= 1896 New Year Honours =

Appointments by Queen Victoria

The 1896 New Year Honours were appointments by Queen Victoria to various orders and honours to reward and highlight good works by members of the British Empire. They were published on 1 January 1896.

The recipients of honours are displayed here as they were styled before their new honour, and arranged by honour, with classes (Knight, Knight Grand Cross, etc.) and then divisions (Military, Civil, etc.) as appropriate.
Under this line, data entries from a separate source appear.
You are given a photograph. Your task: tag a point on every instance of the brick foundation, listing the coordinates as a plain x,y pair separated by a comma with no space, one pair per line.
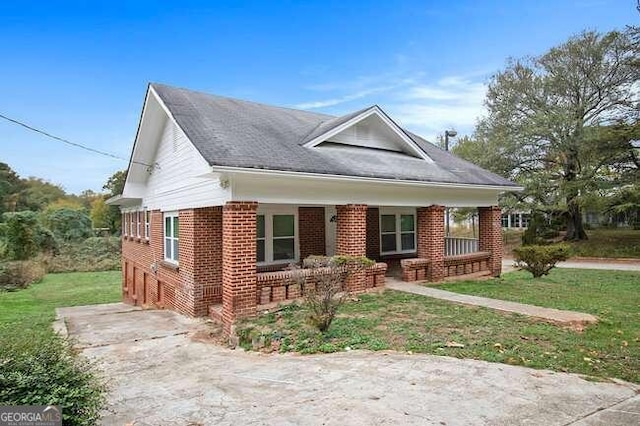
239,291
430,224
490,236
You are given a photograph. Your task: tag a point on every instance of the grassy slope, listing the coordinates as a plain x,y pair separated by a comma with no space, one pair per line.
34,307
415,323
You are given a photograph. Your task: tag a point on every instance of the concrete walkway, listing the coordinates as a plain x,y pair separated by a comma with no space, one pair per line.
549,314
161,371
612,265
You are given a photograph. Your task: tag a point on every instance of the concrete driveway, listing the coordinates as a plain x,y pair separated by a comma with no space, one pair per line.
162,373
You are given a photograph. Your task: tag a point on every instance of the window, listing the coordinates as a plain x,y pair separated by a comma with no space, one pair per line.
171,232
276,237
397,233
146,224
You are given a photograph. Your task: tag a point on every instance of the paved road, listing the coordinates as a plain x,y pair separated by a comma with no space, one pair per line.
161,374
507,265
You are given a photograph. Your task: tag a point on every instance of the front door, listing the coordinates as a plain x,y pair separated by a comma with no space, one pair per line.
330,229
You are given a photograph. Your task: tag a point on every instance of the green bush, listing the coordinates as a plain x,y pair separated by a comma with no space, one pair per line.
20,274
24,237
41,368
68,224
92,254
540,259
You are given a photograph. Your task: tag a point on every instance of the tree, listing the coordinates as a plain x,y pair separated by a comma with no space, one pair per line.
10,186
550,117
115,185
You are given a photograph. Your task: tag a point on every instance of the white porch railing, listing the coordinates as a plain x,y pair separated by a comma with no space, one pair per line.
456,246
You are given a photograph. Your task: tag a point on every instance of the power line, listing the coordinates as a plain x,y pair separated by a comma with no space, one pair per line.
68,142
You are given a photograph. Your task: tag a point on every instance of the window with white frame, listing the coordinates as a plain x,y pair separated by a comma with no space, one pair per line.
397,232
171,231
147,226
276,237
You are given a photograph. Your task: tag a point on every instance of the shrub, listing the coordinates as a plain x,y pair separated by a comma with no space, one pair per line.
24,237
92,254
20,274
539,259
323,300
40,368
68,224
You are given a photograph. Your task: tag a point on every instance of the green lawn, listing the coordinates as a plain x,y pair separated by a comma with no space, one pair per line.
406,322
33,308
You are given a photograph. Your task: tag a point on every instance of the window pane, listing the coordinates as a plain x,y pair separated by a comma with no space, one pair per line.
388,242
260,226
408,242
167,248
388,223
261,251
175,227
175,250
406,222
283,225
283,249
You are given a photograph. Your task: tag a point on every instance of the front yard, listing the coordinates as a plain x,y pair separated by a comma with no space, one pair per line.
406,322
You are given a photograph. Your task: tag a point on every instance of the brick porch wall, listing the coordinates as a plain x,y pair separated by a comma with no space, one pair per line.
431,240
490,236
311,227
239,290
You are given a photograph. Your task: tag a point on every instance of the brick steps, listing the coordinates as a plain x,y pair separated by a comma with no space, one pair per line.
215,313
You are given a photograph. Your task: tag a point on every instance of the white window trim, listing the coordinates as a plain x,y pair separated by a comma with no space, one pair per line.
269,212
164,236
398,212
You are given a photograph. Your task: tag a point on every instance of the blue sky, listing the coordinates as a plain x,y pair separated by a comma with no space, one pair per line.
80,69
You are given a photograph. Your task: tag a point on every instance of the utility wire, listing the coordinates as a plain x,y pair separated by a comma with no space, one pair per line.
68,142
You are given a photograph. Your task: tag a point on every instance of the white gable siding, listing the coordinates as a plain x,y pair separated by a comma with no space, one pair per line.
175,184
371,133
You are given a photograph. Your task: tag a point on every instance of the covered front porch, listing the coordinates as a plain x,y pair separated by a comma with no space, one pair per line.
259,240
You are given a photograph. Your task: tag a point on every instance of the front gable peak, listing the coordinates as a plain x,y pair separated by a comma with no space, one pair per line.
369,128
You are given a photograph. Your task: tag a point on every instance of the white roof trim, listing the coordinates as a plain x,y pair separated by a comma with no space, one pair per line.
247,170
377,111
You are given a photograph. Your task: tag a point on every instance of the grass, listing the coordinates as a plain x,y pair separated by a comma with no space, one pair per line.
407,322
33,309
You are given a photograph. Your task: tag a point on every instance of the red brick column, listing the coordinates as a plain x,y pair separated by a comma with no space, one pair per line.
239,290
490,236
431,240
351,240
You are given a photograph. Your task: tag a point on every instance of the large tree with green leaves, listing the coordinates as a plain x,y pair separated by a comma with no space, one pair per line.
551,118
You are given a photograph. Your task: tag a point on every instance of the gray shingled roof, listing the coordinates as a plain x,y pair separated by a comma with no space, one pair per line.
234,133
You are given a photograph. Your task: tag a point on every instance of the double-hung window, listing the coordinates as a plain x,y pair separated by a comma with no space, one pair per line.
171,231
276,237
397,233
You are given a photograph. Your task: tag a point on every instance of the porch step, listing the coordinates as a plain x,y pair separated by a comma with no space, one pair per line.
215,313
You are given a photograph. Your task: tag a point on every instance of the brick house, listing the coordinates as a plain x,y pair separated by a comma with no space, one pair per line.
222,194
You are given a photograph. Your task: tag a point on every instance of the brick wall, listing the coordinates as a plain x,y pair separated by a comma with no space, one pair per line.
431,240
373,233
311,227
189,288
239,291
490,236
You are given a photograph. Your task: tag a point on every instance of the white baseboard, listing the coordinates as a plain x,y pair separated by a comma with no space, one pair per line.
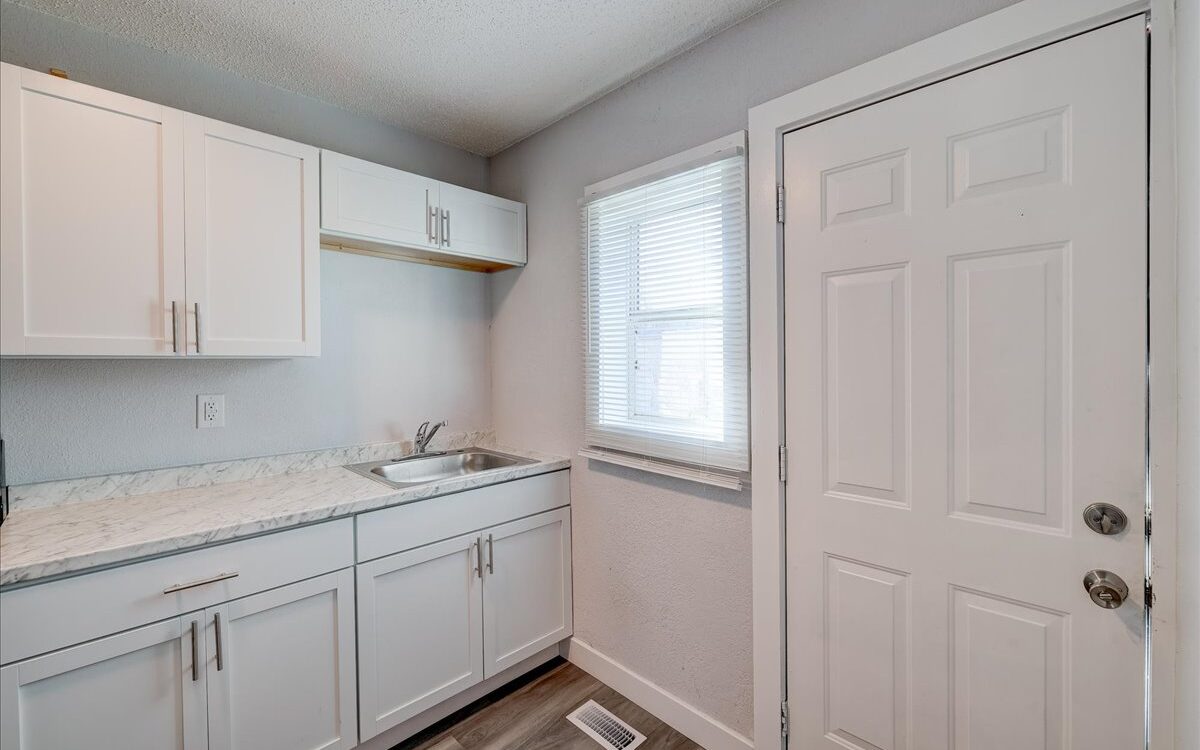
687,719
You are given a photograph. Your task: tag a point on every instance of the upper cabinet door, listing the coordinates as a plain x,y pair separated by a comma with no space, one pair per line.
377,203
137,690
253,247
527,588
483,226
91,239
281,667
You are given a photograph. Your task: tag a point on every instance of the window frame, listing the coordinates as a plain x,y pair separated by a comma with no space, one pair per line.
682,449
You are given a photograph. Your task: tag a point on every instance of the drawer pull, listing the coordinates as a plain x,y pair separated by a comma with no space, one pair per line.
180,587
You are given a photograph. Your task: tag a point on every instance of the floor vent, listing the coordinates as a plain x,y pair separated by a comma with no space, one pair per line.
604,727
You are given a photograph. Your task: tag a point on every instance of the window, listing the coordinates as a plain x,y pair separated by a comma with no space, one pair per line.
666,310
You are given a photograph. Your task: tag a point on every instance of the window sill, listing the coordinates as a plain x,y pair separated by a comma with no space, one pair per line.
717,479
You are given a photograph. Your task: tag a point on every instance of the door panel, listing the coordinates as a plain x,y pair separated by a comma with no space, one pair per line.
286,673
93,232
135,690
377,203
965,287
483,226
252,243
527,592
420,630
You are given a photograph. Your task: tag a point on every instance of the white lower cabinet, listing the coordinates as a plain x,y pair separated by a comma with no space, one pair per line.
527,594
281,667
420,630
137,690
441,618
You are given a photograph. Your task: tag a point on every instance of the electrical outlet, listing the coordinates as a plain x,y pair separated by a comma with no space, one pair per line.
210,411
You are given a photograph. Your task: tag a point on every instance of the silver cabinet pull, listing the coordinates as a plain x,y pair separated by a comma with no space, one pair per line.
196,654
197,328
216,630
431,220
179,587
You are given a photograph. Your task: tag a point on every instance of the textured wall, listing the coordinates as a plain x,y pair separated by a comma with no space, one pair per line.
661,567
39,41
400,342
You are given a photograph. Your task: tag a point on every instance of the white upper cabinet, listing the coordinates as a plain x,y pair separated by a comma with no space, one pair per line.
372,202
133,229
91,220
382,210
483,226
253,247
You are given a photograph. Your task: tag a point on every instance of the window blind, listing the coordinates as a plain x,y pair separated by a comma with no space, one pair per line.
666,340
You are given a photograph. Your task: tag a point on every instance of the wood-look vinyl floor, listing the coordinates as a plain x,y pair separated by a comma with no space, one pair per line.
531,714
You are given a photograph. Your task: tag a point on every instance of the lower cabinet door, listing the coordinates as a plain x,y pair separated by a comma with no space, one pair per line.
527,591
420,630
138,690
281,667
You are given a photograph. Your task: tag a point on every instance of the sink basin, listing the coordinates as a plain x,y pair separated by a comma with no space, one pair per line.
425,468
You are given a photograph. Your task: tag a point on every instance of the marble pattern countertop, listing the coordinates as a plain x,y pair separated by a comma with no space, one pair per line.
43,541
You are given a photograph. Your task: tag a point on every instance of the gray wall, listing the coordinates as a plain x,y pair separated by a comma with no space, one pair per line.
661,567
400,342
1187,700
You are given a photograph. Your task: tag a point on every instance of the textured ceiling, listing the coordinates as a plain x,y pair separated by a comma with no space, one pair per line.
480,75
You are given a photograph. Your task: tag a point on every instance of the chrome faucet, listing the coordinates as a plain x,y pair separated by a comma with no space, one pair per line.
424,435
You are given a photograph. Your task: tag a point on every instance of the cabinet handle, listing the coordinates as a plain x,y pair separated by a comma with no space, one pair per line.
430,220
179,587
216,630
196,655
198,328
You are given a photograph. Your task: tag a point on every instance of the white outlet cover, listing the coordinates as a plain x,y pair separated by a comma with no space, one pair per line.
210,411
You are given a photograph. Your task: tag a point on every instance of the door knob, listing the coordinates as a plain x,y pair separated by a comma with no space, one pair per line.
1105,519
1105,588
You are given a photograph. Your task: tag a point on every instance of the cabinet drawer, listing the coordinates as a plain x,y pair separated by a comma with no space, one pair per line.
45,617
395,529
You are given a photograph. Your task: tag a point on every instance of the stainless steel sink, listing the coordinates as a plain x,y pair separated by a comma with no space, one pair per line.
427,468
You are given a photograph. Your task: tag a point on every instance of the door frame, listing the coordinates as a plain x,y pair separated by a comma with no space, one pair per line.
1006,33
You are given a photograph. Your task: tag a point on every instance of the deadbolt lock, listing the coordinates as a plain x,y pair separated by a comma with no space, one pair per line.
1105,519
1105,588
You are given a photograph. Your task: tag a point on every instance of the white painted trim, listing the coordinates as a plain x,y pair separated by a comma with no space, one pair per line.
681,715
711,151
1006,33
730,481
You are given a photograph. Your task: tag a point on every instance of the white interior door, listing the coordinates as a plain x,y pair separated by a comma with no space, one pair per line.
281,667
965,283
253,245
138,690
527,588
420,630
91,244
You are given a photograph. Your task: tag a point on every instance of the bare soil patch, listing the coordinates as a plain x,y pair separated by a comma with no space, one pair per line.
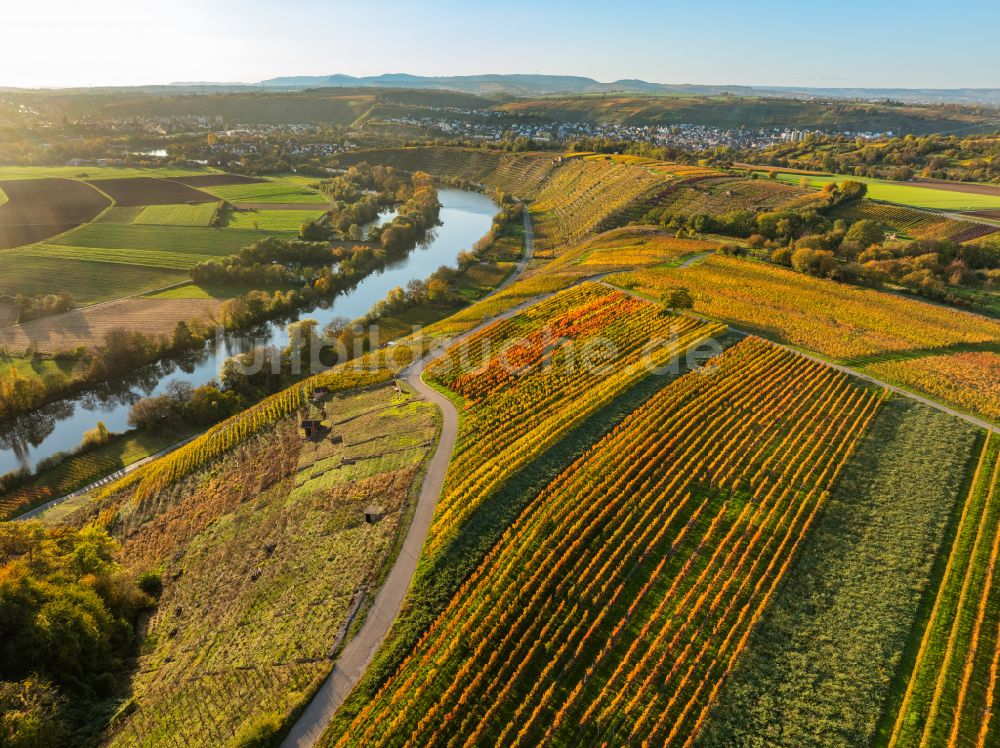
87,326
37,209
150,191
217,180
967,187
==Order of the Star of India==
===Knight Grand Commander (GCSI)===
- (Extra) The Right Honourable Beilby, Lord Wenlock, GCIE, Governor of the Presidency of Madras

===Knights Commander (KCSI)===
- Lieutenant-General Sir Henry Brackenbury, RA, KCB, Member of the Council of the Governor-General of India.
- Mansinghji Sarsinghji Thakore Saheb of Palitana

===Companions (CSI)===
- Major-General Montagu Gilbert Gerard, CB, Indian Staff Corps.
- Lieutenant-Colonel David William Keith Barr, Agent to the Governor-General in Central India.
- Denzil Charles Jelf Ibbetson, Esq, Indian Civil Service.
- James John Digges La Touche, Esq, Indian Civil Service.
- Arthur Upton Fanshawe, Esq, Indian Civil Service.

==Order of the Indian Empire==
===Knights Grand Commander (GCIE)===
- Sir Alfred Comyn Lyall, KCB, KCIE, Member of the Council of India

===Knights Commander (KCIE)===
- Nawab Secundar Jung Ikbal-ud Dowlah, Iktadarul-Mulk, Vikar-ul-Umara, Bahadur, Prime Minister to His Highness the Nizam of Hyderabad.
- Major-General Thomas Dennehy, Bengal Army (Retired), CIE (Extra)

===Companions (CIE)===
- James Grose, Esq, Member of the Council of the Governor of Madras.
- Patrick Playfair, Esq, Additional Member of the Governor-General's Legislative Council.
- Rana Dhalip Singh, Chief of Baghat.
- Frederick John Johnstone, Esq, Secretary, and Chief Engineer, Public Works Department, Government of Bengal.
- Colonel Richmond Irvine Crawford, Indian Staff Corps.
- Charles Falkiner MacCartie, Esq, Indian Civil Service.
- Richard Morris Dane, Esq, Indian Civil Service.
- Surgeon-Lieutenant-Colonel Samuel Haslett Browne, MD, Indian Medical Service.
- Rash Behary Ghose, MA
- Waman Abaji Modak, BA
- Frank Henry Cook, Esq

==Order of St Michael and St George==
===Knights Commander (KCMG)===
- The Honourable Philip Oakley Fysh, Treasurer and formerly Premier of the Colony of Tasmania.
- William Crofton Twynam, Esq, CMG, on retirement, after fifty years service, from the office of Government Agent for the Northern Province of the Island of Ceylon.

===Companions (CMG)===
- Captain the Honourable Assheton Gore Curzon Howe, RN, CB, for special services rendered while engaged in the protection of the Newfoundland Fisheries.
- Lieutenant-Colonel and Brevet Colonel William Hillier Holborow, commanding the 3rd Regiment of Infantry of the Colony of New South Wales.
- Captain Raleigh Grey, on relinquishing the Appointment of Lieutenant-Colonel Commandant of the British Bechuanaland Border Police.
- Captain John Irvine Lang, RE, for services in connection with the Railway Survey and the delimitation of the Western Boundary of the Gold Coast Colony.
- William Valentine Robinson, Esq, Clerk of ihe Legislative Assembly of the Colony of Victoria.
- Henry Alfred Alford Nicholls, Esq, MD, Medical Officer of Public Institutions of the Island of Dominica.